Monday, September 8, 2014

Election Integrity -- Santa Cruz County, AZ

Two days after the statewide primary election, I blogged about participating in the Maricopa County hand-count audit of ballots. I learned that evening that election integrity activist John Brakey along with several other plaintiffs would soon file a public records disclosure lawsuit in the Superior Court for Santa Cruz County seeking access to documents to assess its election integrity systems.

That lawsuit was filed on September 5 and can be viewed at this link.

Brakey's co-plaintiffs include AUDIT-AZ (Americans United for Democracy Integrity and Transparency in Elections), an unincorporated association, and several individuals including members and candidates standing for election for the Nogales, AZ city council.

Brakey and other AUDIT-AZ activists pushed for legislation passed in 2006 to add Section 16-602 to Arizona Revised Statutes to require the hand-count audit.

Hand counts are only one important tool for ensuring integrity of election processes. According to Michigan Professor J. Alex Halderman, quoted in a post at Freedom to Tinker on digital technologies to foster civic engagement, specifically about online voter registration,
CITP Fellow J. Alex Halderman, in an interview with the National Conference of State Legislatures earlier in 2013 recommended, “ensuring that security experts are consulted during design [of an on-line registration system], adequate security testing is undertaken before the system goes live, and ongoing monitoring for threat detection efforts [takes place] while the system is being operated.”    
One of Halderman's "claims to fame" is in having hacked an internet voting system in 2010 the District of Columbia was testing that "would give overseas and military voters a way to download and submit absentee ballots online."

Besides teaching a MOOC on Securing Digital Democracy, Halderman is scheduled to present, with colleagues, a paper -- Security Analysis of the Estonian Internet Voting System -- to a conference on computer and communications security in Scottsdale the first week of November. The abstract for that paper:
Estonia was the first country in the world to use Internet voting nationally, and today more than 30% of its ballots are cast online. In this paper, we analyze the security of the Estonian I-voting system based on a combination of in-person election observation, code review, and adversarial testing. Adopting a threat model that considers the advanced threats faced by a national election system—including dishonest insiders and state-sponsored attacks—we find that the I-voting system has serious architectural limitations and procedural gaps that potentially jeopardize the integrity of elections. In experimental attacks on a reproduction of the system, we demonstrate how such attackers could target the election servers or voters’ clients to alter election results or undermine the legitimacy of the system. Our findings illustrate the practical obstacles to Internet voting in the modern world, and they carry lessons for Estonia, for other countries considering adopting such systems, and for the security research community.
Even though we don't have internet voting in Arizona, digital technology and computers are very much a part of the systems, processes and procedures we use. Brakey and others in AUDIT-AZ have been examining election systems for several years.

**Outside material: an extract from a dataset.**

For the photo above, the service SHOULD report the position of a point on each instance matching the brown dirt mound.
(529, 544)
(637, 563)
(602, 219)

According to the Santa Cruz County lawsuit, elections officials didn't think they had to bother with AUDIT-AZ, considering them a distraction. But PITA or not, this kind of accountability is crucial to maintaining citizen confidence that all votes will be counted properly and transparently.

In Maricopa County, the fourth largest in population in the country, they make mistakes. With the minute data that must be kept free from error and confusion, mistakes happen even with the best of intentions and proper diligence. In the most high profile problem this year, a potential resolution to the Peoria City Council election situation has been worked out to hold the cancelled primary election on November 4 along with the general election. If no candidate emerges with 50 percent plus one vote, a runoff election will be held in March 2015.

In 2012, Maricopa County published the wrong date for the general election in Spanish language printed material it distributed. Last month, I had to contact MC elections to get them to correct the location for my precinct's polling place on their internet listing. 

So, along with the candidate campaign related and issue (ballot measure) posts that I may publish in the next two months or so, I intend to keep my ear to the ground for developments in this litigation.